All losses are put into and accredited by an international Investment Company. We earn our profit from the majority of the interest earned on those investments for the first 12 months. Once the investment matures the client has the option to leave the investment and then they will earn the majority of the interest (meaning they actually start making money from their losses) or they have the option to have their losses paid back to them. My entire concept is based on how does one convince a gambler to rather invest or save their money for a better future instead of losing it in casinos. We gamblers want to gamble, so I have put a casino in the middle to channel the losses into an Investment Company.
You cannot lose you money. Fair enough you will have to wait for the investment to mature but its better than the money being gone forever.
Thats the concept.
After reading the first numbers of assumed profit margins (90% / 12%) i just closed the thread. Notifications made me read a bit more and i caught above:
here's simple maths:
all the winners on a casino - (minus) all the losers on a casino will give you approximately 3-4% gross profit on all of their accumulated bets, translating to anywhere between 25-40% of all accumulated deposits. Assuming a fair business model.

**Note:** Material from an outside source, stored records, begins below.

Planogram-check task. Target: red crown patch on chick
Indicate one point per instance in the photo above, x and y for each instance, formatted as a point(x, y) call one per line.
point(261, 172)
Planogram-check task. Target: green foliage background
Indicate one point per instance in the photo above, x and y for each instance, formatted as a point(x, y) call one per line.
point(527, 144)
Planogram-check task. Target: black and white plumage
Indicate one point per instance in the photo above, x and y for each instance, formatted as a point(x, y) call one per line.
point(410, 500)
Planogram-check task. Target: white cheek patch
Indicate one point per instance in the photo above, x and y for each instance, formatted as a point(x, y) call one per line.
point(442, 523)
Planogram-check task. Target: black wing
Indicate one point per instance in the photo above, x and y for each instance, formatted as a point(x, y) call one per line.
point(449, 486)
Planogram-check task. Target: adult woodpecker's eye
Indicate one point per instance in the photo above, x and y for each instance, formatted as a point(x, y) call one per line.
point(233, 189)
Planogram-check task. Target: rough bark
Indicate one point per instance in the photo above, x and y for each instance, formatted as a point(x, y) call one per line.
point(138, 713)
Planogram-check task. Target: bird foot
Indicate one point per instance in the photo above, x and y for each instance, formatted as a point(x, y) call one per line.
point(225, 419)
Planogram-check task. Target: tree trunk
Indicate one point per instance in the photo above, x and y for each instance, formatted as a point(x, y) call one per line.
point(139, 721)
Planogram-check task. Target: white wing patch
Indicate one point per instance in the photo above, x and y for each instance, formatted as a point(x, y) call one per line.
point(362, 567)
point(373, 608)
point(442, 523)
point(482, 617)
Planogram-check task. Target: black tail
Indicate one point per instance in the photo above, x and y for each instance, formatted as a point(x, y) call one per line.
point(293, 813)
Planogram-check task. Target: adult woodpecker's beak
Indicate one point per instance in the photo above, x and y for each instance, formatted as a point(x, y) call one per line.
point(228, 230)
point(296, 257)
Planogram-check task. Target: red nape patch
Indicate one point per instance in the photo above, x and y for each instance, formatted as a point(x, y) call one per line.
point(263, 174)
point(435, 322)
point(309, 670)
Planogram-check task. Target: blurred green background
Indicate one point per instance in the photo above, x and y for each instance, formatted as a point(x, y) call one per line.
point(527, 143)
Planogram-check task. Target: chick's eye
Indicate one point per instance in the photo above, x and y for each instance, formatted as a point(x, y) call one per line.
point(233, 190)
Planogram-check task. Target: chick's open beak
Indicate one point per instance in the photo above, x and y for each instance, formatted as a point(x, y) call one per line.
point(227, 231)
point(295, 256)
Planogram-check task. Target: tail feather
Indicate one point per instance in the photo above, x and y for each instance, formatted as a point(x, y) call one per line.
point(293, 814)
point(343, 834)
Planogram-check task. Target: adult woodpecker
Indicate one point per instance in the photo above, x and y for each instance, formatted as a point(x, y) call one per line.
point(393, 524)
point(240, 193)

that 25-40% of deposits are your "losses" which also pay for everything to do with your business, including 10-20% on game providers (depending on which), 2-10% on payment methods (again, depending on which), staff, salaries, marketing etc etc etc
This already leaves you with a small but reasonable net profit from all of the deposited funds at your casino, inclusive of the ones that came from winning players.
Your business model assumes that all your "earned" losses are given into an investment fund, meaning that you have no access to them, so here are my questions:
1. What pays your winners? (EDIT: + salaries, game providers, and all other costs needed to keep you operational) As in, what manages your cash flow if all your earnings are locked for a year? You have to have an immense, and i do mean immense, backing to completely eradicate the need to churn the money.
2. Taking the massive white elephant "IF" of number 1 aside, here is the next pickle: If your investment fund yields anything, then the guaranteed investments wont surpass more than 3-4% annual yield. Anything more than that and you are moving into the realm of non-guaranteed investments - meaning you can easily LOSE money. To reach 12%+ yield, you have to be investing into highly volatile, high-risk markets which begs the same question as number 1, extended. Where are you paying your winners from in year 1, and how are you mitigating the risk on lost investments in year 2+?
the maths are not adding up.
As my Financial Director would say to me on many of my "next big thing" propositions: "Igor, i can drive a truck through this. Do it again".